Z okazji zbliżających się świąt zreanimuję zarzuconą jakiś czas temu formułę rankingu od czapy, rekomendując PT blogonautom trzy Wielkie Powieści Amerykańskie. Może szukacie pomysłu na książkowy prezent, a może zacnych cegieł na zimowy urlop – z tymi trzema pozycjami nie popełnicie błędu.
A więc przede wszystkim: „Niksy” („The Nix”) Nathana Hilla.
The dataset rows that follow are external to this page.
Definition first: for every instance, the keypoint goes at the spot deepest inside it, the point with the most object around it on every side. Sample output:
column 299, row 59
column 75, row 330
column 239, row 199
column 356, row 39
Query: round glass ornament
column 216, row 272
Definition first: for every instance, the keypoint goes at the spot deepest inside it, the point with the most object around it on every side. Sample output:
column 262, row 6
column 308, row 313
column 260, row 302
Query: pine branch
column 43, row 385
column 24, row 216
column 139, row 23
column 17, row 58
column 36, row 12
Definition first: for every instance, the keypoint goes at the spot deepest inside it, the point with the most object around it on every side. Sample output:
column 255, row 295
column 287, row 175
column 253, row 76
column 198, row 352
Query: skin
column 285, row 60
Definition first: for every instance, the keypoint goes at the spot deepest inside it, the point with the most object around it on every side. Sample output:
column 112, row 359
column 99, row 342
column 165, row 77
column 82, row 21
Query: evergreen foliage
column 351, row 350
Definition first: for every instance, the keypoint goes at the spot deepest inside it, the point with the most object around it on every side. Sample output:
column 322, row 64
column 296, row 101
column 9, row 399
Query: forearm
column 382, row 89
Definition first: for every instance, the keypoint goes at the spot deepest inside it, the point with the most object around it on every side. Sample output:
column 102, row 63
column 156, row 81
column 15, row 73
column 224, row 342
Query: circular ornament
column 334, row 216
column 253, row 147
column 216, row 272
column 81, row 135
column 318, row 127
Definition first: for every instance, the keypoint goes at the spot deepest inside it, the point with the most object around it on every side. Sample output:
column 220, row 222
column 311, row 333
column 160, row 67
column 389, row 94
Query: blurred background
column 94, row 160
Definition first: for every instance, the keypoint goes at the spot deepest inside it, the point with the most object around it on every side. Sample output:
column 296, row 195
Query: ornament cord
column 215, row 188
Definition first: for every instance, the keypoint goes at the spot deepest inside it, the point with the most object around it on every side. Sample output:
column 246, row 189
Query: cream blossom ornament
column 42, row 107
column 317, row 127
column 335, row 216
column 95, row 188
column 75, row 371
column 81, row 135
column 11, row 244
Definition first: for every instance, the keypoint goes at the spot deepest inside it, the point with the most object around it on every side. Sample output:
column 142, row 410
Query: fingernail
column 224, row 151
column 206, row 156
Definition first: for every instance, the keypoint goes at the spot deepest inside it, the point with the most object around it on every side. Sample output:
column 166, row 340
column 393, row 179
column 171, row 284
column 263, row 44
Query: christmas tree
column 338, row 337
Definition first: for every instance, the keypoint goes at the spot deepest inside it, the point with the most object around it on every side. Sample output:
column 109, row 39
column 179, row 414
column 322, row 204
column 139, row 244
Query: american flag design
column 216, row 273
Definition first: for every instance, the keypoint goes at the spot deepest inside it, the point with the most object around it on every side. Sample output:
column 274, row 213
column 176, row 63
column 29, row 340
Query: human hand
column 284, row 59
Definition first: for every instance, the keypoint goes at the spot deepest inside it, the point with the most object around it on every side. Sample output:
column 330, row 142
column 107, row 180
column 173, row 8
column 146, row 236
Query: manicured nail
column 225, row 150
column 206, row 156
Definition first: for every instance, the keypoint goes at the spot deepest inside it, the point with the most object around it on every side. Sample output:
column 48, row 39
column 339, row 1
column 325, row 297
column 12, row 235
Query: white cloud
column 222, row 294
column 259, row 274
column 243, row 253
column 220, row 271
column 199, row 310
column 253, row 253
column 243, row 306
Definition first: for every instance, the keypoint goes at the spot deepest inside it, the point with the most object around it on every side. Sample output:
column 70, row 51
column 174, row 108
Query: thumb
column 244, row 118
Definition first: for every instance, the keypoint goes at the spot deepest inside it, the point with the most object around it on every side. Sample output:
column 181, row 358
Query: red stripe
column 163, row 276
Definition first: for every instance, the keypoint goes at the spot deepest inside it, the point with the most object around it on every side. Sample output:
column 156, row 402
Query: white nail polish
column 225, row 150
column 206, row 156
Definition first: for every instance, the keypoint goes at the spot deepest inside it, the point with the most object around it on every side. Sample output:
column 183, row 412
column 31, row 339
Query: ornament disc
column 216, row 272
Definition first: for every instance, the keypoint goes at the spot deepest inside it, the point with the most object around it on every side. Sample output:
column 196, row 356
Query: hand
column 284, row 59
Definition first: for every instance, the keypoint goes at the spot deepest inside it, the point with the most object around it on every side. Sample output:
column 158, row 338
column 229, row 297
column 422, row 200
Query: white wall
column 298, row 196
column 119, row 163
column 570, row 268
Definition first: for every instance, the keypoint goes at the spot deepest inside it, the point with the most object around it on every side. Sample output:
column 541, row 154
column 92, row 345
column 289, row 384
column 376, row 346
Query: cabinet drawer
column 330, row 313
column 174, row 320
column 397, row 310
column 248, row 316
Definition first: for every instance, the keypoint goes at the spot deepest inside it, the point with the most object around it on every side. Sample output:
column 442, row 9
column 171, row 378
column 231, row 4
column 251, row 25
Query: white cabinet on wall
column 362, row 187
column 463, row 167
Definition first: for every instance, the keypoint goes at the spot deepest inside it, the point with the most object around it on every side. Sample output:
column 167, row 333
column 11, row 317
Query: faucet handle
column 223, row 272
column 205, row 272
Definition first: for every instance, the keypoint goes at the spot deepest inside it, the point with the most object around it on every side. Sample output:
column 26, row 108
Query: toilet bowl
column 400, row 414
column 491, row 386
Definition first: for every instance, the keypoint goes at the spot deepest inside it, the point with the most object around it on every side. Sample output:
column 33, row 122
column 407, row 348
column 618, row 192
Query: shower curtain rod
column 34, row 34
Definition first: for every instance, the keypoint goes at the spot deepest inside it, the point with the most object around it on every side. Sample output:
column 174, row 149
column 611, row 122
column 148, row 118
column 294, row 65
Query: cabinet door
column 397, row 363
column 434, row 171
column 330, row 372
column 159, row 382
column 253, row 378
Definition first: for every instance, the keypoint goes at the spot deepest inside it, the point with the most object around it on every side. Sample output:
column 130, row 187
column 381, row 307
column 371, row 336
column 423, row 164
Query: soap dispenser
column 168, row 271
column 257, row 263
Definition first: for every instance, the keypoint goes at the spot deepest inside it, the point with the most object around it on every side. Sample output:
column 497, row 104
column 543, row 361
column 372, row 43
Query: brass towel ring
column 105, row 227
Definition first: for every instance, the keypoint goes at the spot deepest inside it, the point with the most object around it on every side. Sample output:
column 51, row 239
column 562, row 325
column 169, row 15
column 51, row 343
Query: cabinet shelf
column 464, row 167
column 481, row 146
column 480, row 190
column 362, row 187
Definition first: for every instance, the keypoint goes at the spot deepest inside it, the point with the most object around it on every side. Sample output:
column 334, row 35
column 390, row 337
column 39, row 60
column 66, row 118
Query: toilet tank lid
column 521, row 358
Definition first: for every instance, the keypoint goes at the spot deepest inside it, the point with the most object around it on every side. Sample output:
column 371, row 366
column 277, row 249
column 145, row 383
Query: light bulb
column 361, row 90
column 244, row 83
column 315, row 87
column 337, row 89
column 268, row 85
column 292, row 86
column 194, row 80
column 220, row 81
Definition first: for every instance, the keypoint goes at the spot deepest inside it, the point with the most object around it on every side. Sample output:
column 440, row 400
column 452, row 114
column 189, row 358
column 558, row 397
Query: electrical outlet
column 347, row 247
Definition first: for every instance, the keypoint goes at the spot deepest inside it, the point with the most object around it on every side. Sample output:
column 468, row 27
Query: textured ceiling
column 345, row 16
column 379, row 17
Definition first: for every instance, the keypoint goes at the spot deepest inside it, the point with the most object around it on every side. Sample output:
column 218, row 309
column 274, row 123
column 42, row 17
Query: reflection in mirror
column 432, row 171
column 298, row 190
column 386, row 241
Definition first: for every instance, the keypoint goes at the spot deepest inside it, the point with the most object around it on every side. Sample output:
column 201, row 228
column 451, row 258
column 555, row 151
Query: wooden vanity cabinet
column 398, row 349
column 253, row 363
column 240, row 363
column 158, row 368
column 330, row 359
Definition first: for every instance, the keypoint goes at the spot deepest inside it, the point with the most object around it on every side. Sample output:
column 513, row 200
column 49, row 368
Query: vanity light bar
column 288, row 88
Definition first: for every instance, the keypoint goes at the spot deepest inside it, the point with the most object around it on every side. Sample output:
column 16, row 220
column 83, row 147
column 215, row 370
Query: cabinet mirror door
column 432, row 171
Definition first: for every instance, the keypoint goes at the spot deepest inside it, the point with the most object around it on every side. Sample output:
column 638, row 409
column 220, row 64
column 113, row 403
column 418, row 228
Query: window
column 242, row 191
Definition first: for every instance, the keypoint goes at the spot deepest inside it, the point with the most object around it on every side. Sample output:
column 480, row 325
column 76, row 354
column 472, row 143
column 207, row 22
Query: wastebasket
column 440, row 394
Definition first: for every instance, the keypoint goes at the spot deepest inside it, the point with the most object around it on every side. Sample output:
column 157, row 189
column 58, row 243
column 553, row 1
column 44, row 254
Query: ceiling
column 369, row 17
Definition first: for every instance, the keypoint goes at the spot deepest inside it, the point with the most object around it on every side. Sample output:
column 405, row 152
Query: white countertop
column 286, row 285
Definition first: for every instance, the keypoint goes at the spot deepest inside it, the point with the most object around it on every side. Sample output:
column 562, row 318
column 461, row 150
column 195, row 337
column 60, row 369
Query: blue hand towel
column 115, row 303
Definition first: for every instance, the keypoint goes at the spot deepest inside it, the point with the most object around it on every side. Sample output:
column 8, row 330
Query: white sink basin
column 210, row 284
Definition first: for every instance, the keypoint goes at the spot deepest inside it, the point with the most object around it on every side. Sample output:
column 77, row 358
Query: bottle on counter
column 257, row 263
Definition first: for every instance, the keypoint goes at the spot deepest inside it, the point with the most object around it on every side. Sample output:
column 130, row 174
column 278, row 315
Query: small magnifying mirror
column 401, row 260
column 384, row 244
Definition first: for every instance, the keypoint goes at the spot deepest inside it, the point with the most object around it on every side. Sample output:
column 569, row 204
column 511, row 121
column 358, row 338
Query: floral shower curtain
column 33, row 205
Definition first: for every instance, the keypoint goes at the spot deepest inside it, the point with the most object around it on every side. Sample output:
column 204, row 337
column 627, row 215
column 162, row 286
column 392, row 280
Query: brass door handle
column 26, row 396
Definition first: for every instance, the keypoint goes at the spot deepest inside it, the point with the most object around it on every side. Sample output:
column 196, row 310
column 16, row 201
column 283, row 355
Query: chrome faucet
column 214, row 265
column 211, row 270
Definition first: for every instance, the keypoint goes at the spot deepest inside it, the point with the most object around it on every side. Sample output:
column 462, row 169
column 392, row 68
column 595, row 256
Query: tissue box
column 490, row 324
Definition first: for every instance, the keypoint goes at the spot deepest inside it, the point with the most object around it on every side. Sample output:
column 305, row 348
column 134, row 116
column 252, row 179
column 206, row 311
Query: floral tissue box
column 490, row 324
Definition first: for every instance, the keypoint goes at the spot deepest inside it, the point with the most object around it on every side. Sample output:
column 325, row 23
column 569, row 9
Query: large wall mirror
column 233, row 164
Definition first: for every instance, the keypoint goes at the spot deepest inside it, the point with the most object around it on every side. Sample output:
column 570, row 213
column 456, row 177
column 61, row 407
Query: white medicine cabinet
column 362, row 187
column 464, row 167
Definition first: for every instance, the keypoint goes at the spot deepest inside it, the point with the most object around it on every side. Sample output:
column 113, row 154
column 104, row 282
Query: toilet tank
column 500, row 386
Prorocza wizja Ameryki, w której wybory wygrywa ktoś przypominający Trumpa (acz powieść napisano w 2014).
To panoramiczny portret amerykańskich pokoleń. Główny bohater jest spóźnionym Gen Xem, który wyrusza na klasyczny genxowy quest – rozliczenia się z zagadkami z własnej przeszłości i z rodzicami z pokolenia baby boomersów.
Na drugim planie pojawiają się millenialsi, rysowani jakby trochę grubszą kreską. I to jest mój pierwszy zarzut wobec tej powieści, acz ciekaw byłbym opinii samych PT millenialsów.
Gdybym sam był millenialsem, okropnie by mnie wkurzali ludzie z Gen X, tacy jak choćby Jors Truli. Millenialsi marzą (tak to sobie w każdym razie wyobrażam) o rzeczach, które nam przychodziły stosunkowo bez wysiłku – jak umowa o pracę czy zaliczka na napisanie debiutanckiej książki.
Dlatego my mamy więcej czasu w snucie freudowskich gdybań takich, jak główny bohater powieści – porzucony w dzieciństwie przez matkę z niewiadomych przyczyn. Ich wyjaśnienie wymaga cofnięcia się aż do drugiej wojny światowej (która, jak wiadomo, definiuje z kolei pokoleniowy konflikt między „great generation” a „baby boomersami”).
Choć to raczej smutna historia, czyta się lekko. Narracja pełna ironii i czarnego humoru pozwala zbudować dystans do problemów bohaterów (np. jeden z nich stosuje „dietę plejsto”).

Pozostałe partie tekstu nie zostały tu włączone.